The first step was to introduce the leagues to FanDuel’s national lobbyists and waive any conflicts, thereby giving the leagues representation in ongoing conversations about legalization and ensuring their issues were part of the discussions.  

“That was a calculation by FanDuel and by DraftKings both that the leagues stood by us in the fantasy days when we had a lot of troubles,” Genetski explained. “MLB stood by DraftKings, NBA stood by FanDuel. The NFL was actually quite supportive, even though we didn’t have formal partnerships with them. 

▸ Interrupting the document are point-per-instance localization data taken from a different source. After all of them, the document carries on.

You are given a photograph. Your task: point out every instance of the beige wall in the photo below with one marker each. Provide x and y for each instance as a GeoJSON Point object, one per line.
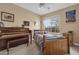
{"type": "Point", "coordinates": [63, 26]}
{"type": "Point", "coordinates": [20, 15]}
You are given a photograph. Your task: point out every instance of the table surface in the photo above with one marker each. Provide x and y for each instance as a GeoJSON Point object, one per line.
{"type": "Point", "coordinates": [12, 36]}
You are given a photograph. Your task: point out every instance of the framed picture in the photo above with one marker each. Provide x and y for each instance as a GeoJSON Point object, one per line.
{"type": "Point", "coordinates": [7, 17]}
{"type": "Point", "coordinates": [71, 16]}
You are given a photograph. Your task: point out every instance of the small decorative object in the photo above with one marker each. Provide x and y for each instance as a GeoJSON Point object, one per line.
{"type": "Point", "coordinates": [71, 16]}
{"type": "Point", "coordinates": [7, 17]}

“We felt that they had paid forward and earned the right to stay close and be partners. So we made the decision then, I think both companies independently, that we wanted to be close to the leagues.”

“We felt it would accelerate states passing the laws if the leagues were there and supportive and buying in. I do think it was quite critical, particularly in the first couple of years, to have the leagues on record as being supportive.”

“And so we continue today, we’re official partners with the NFL, the NBA, MLB, the PGA Tour and NASCAR. I think that’s how we’re going to continue to operate as a business.”

Genetski still gets a buzz from working with the leagues on decisions that will influence the future of the industry, and from seeing the FanDuel brand in stadiums and arenas. That enjoyment is not solely derived from a company perspective though.

“Ultimately, when I think about legacy – and I have daughters who are 10 and 12, who know what I do – whatever sports betting in the U.S. becomes, I’m gonna have been very pivotal in that happening. So, it’s really important for me that it sits in the mainstream of sports, that it’s considered additive and fun, and it’s contextualized in the right way in the overall discussion about sports.”